Page images
PDF
EPUB

This theory does not assume that problems of adjustment can always be blamed on the parents. People do not react to their parents as they really are but to parental imagoes--unconscious images that are heavily influenced by fantasies and archetypal contents. Furthermore, in specific cases, a host of constitutional, social, and environmental factors also enter into a person's decision to try or use drugs. Nevertheless, the theory does recognize the existence of certain modal patterns in drug users' reports of their early developmental years. Most typically, the chronic amphetamine users we have studied report that they grew up in families with relatively strong but highly manipulative mothers and passive or ineffectual fathers. The mothers of these men emerge as devious, ensnaring women ("spider women") who skillfully, though not always consciously, practice complex acts of deceit and deception to keep their men firmly within their web of control. The controlling and potentially castrating mother handicapped the boy in developing a strong ego, and the absence of a strong father left the boy without a firm sense of masculine identity. The solution commonly adopted by the boy was not only to deny feelings of helplessness and fears of impotence but to convert them into their opposites by assuming a phallic and hypermasculine posture toward life. As adults, these men fear the feminine and view women as creatures to be conquered, overcome, used, or exploited. They take great pride in their sexual prowess, for it provides them proof of their manhood and emancipation from the "spider" mother of childhood. Chronic amphetamine users tend to be driven, sometimes violent, but achievement-oriented men who are strongly reactive against threats of weakness or impotence. Typically, they are unreflective action-oriented men who lack insight or rigidly deny the reality of their psychic lives. Nevertheless, they are subject to numinous influences that seem to be dragging them inexorably downward into the maw of the everthreatening maternal figure.

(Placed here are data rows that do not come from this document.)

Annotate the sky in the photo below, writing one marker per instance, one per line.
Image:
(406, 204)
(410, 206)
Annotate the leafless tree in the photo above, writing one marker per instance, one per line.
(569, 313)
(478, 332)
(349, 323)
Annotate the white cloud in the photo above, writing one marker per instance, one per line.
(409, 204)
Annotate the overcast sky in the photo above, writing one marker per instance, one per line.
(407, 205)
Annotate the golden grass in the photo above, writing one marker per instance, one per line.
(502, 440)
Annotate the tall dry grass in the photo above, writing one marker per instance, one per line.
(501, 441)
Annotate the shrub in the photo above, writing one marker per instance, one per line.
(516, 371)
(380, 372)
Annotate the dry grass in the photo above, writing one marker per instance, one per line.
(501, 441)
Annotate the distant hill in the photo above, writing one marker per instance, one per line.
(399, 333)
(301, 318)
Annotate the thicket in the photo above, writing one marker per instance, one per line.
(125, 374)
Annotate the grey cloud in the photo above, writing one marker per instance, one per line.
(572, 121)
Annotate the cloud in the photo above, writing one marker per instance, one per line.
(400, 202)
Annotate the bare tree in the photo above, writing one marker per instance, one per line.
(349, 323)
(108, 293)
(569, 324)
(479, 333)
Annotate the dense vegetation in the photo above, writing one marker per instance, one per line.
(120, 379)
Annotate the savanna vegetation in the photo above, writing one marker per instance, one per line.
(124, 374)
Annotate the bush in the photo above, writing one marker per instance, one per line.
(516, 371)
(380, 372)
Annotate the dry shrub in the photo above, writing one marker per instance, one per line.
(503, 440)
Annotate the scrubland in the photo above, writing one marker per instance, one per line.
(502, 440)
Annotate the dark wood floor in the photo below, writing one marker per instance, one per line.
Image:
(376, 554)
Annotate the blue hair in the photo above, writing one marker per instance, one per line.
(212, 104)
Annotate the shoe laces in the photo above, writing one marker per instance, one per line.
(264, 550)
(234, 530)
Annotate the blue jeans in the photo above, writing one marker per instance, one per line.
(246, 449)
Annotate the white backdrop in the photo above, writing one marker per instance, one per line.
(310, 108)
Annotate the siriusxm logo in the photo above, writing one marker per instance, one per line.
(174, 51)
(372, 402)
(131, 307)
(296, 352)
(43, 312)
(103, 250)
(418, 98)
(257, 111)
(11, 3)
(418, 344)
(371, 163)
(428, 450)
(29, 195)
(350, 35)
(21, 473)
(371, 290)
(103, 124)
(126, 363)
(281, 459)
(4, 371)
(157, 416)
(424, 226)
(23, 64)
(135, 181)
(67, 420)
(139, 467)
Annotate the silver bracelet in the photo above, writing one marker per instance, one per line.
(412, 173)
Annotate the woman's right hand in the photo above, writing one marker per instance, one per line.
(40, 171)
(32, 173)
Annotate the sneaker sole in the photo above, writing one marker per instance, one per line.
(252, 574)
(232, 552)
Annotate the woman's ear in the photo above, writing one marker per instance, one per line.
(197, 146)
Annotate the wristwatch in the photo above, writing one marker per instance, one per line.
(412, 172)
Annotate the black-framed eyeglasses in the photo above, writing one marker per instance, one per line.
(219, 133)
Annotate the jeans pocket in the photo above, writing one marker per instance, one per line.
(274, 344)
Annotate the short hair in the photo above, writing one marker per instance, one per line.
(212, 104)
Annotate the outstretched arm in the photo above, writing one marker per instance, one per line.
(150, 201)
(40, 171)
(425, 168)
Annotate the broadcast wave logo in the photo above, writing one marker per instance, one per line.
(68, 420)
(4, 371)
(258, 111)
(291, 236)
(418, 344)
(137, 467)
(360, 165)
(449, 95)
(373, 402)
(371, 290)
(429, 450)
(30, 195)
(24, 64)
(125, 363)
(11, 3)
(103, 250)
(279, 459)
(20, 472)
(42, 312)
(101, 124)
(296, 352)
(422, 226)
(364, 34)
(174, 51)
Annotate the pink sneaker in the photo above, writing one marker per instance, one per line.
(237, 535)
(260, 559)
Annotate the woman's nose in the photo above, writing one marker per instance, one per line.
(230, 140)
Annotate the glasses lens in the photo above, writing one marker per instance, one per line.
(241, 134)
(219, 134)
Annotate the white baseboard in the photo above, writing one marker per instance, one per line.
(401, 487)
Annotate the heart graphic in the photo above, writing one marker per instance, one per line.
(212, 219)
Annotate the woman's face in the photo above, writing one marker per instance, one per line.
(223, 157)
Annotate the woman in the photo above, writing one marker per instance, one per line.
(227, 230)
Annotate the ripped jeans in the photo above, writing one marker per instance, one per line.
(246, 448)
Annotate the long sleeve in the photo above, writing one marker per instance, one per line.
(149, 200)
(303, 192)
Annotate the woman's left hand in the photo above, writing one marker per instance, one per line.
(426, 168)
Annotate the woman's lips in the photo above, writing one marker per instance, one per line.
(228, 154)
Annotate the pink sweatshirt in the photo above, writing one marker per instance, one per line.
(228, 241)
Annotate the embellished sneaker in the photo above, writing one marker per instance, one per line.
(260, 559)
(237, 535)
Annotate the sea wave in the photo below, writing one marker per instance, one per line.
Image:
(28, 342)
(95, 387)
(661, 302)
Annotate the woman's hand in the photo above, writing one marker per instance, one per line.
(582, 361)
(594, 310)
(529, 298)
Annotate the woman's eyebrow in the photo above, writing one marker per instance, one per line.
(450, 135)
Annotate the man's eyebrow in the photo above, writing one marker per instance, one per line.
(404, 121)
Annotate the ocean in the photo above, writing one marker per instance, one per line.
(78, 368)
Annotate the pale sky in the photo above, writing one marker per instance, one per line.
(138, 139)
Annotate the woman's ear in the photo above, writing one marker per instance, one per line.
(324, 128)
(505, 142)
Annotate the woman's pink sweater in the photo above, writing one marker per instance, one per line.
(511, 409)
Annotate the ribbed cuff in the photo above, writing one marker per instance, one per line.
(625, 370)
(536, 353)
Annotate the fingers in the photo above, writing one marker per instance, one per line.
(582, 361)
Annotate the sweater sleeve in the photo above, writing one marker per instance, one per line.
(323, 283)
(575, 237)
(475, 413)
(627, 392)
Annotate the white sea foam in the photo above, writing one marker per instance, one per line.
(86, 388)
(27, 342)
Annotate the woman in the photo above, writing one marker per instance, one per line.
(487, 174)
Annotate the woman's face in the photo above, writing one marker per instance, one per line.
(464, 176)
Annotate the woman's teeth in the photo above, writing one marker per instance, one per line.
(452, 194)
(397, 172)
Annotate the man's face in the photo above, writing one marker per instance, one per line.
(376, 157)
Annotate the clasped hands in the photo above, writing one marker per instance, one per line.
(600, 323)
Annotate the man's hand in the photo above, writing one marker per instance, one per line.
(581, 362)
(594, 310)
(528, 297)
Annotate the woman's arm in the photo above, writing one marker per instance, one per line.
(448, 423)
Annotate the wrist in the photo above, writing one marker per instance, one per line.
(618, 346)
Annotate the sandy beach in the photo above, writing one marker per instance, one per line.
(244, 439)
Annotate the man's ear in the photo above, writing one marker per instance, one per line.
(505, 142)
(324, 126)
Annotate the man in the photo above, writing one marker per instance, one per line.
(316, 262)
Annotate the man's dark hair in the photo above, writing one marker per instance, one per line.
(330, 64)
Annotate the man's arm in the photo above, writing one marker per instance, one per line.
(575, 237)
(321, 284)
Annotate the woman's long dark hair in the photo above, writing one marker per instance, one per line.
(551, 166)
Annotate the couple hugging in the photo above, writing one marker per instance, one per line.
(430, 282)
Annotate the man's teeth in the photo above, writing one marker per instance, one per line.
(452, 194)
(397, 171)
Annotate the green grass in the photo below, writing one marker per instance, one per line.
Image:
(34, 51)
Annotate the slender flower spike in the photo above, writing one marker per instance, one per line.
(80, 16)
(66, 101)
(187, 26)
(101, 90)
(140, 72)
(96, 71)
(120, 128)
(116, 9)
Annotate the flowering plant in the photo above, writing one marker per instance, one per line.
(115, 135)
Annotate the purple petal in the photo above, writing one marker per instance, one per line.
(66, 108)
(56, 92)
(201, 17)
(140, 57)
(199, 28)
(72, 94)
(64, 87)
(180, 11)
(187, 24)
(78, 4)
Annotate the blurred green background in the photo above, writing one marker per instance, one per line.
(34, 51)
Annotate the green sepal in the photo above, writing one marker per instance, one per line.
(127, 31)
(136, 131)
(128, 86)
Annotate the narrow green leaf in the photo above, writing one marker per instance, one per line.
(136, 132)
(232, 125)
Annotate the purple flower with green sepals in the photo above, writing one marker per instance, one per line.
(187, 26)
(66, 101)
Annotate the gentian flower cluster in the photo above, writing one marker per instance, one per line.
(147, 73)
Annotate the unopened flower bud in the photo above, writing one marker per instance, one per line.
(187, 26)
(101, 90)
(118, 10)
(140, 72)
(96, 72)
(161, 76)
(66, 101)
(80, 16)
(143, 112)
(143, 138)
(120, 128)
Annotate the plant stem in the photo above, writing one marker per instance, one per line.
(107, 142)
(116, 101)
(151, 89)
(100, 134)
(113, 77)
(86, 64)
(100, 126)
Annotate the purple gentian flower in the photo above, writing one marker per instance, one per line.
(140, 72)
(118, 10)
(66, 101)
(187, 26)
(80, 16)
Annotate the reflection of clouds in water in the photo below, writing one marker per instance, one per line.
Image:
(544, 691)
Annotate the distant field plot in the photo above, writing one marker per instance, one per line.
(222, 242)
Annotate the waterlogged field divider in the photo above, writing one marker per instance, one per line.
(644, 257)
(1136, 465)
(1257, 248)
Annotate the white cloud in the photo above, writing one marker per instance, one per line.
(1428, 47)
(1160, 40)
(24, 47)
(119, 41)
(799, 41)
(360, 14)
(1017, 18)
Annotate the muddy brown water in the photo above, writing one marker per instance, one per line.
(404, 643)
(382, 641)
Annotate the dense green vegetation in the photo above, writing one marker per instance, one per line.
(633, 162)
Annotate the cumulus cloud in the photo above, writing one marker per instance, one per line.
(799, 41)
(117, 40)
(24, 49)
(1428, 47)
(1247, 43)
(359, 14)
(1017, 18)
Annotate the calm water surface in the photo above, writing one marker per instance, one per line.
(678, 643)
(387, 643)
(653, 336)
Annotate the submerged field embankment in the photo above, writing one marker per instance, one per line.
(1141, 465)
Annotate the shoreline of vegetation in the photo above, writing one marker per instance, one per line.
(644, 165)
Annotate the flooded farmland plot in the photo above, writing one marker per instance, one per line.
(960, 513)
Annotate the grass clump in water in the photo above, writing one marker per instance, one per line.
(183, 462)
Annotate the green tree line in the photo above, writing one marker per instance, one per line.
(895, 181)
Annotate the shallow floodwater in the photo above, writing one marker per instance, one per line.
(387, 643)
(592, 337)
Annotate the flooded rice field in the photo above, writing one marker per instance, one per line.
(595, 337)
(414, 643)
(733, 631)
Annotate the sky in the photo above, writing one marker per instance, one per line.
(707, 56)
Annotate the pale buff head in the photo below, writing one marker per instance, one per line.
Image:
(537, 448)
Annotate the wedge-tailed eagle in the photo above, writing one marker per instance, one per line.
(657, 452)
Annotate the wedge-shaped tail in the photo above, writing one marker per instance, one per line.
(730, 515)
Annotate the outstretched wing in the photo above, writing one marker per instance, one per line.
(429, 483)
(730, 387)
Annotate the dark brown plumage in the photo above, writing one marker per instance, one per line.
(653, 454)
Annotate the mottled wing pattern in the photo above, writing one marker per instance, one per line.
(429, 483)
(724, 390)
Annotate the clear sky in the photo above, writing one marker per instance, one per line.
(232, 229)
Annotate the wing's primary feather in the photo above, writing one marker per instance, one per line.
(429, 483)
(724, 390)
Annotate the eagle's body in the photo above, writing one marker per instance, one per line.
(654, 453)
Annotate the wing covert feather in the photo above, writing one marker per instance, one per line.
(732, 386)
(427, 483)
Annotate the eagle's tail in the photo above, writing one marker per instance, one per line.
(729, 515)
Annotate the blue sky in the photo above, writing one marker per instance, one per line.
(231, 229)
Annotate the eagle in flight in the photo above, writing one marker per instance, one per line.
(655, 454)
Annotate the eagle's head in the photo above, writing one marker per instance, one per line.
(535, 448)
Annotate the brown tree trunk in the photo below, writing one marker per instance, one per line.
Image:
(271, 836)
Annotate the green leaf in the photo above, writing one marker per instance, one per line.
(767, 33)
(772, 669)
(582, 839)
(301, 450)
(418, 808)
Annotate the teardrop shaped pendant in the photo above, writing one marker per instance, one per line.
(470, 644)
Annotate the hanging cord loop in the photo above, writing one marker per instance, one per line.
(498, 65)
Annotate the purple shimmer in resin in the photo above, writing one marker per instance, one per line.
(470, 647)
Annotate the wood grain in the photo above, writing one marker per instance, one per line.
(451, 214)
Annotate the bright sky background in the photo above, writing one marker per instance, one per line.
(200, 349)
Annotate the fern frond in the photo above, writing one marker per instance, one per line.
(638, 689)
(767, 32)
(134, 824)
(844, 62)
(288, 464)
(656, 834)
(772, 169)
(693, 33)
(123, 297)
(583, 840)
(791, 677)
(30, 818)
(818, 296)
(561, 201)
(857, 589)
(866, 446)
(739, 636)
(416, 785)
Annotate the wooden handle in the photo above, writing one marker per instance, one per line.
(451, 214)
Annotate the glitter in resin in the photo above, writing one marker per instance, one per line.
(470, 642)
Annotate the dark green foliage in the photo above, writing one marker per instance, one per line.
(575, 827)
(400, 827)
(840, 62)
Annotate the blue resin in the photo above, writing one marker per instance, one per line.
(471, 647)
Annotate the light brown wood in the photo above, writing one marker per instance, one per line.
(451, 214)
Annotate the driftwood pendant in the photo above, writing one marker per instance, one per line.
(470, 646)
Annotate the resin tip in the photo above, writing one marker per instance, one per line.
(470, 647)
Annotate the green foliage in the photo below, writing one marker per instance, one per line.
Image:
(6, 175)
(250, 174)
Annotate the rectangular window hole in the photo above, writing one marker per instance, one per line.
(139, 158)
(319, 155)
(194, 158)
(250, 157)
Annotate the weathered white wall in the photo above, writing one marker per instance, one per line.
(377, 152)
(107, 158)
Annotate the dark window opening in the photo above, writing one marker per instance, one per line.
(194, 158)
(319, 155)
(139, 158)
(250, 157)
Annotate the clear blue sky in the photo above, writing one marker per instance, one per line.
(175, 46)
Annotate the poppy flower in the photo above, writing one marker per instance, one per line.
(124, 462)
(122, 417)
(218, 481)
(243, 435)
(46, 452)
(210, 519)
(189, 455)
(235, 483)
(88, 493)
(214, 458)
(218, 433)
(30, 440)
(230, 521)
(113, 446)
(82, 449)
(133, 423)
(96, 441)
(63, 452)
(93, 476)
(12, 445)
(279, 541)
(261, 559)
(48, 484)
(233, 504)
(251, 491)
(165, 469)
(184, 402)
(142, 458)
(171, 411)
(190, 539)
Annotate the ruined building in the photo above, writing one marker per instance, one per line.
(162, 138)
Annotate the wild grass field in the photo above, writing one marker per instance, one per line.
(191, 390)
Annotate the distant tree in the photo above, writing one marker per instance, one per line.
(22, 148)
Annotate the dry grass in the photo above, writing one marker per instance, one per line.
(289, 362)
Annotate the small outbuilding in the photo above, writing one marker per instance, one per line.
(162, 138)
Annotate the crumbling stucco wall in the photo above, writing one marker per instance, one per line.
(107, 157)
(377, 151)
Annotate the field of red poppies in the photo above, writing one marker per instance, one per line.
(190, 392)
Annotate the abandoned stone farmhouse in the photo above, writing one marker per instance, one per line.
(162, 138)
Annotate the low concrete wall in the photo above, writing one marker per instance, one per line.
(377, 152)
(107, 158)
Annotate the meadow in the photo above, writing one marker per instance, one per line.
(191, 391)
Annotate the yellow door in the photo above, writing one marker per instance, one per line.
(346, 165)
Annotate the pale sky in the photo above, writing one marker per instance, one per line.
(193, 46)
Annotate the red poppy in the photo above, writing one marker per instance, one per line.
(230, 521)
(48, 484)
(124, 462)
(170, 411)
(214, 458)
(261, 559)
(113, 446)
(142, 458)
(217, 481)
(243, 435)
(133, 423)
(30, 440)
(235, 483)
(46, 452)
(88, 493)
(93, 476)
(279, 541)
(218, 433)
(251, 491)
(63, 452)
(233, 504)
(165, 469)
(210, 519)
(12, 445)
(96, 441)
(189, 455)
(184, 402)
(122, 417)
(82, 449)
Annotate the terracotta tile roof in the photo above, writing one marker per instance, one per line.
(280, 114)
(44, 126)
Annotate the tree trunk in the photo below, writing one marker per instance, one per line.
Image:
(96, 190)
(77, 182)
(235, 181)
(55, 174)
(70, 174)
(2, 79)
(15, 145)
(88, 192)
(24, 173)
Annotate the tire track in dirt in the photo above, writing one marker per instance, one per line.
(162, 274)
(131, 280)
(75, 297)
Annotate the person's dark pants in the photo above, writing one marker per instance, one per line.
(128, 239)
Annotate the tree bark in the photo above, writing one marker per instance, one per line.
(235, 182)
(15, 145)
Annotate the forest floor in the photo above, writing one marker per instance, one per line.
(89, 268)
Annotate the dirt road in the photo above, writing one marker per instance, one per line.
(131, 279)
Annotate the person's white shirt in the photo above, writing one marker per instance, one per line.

In contrast, narcotics abusers typically said they came from psychologically disabled families, in which one parent (often the father) was absent or was an overpowering tyrant, while the other parent (often the mother) was too weak or ineffectual to protect the son from the attacks or intimidations of the other. As adults, the opiate users we studied were seriously disabled individuals who maintained tenuous and unstable adjustments. Their egos were poorly or weakly differentiated. Although they showed greater overall personal disturbance than cocaine or amphetamine users, they did not display a distinctive set of symptoms. With few exceptions, the narcotics abusers were vulnerable people who relied on ego constriction as a primary defense. Typically, they are isolated individuals who live quiet, lonely, and unambitious lives. Unlike cocaine and amphetamine abusers, narcotics abusers do not seek stimulation but steadfastly avoid it. They seek a tranquil, serene existence through ego constriction; they would rather withdraw from the problems of life than conquer them.

The cocaine users we studied seemed to have progressed further along the developmental path than men in the other groups. Most described early lives characterized by a rather high level of positive family feeling. Most described their mothers as warm and their fathers as strong and encouraging. As adults, the cocaine users are ambitious, intensely competitive men who work hard to become successful. They like to take risks and live by their wits. They have stronger and more resilient egos than men in the other drug-user groups. They display a more intense commitment and willingness to struggle to

overcome their environment but are highly prone to symptoms of alienation from the psyche. They think of themselves as self-directed, self-sufficient, competent people--proud, energetic men who live life to the full and are capable of carrying pleasure to its extreme. The key to understanding the cocaine users we studied is their intense counterdependency, their need to be completely self-sufficient. They cannot lean on others, turn to other people for help, or admit weakness of any kind. They take cocaine to expand their egos and their selfconfidence. In addition, they report that the drug produces temporary psychological states that are so ecstatic that life and fulfillment seem complete, if only for a moment.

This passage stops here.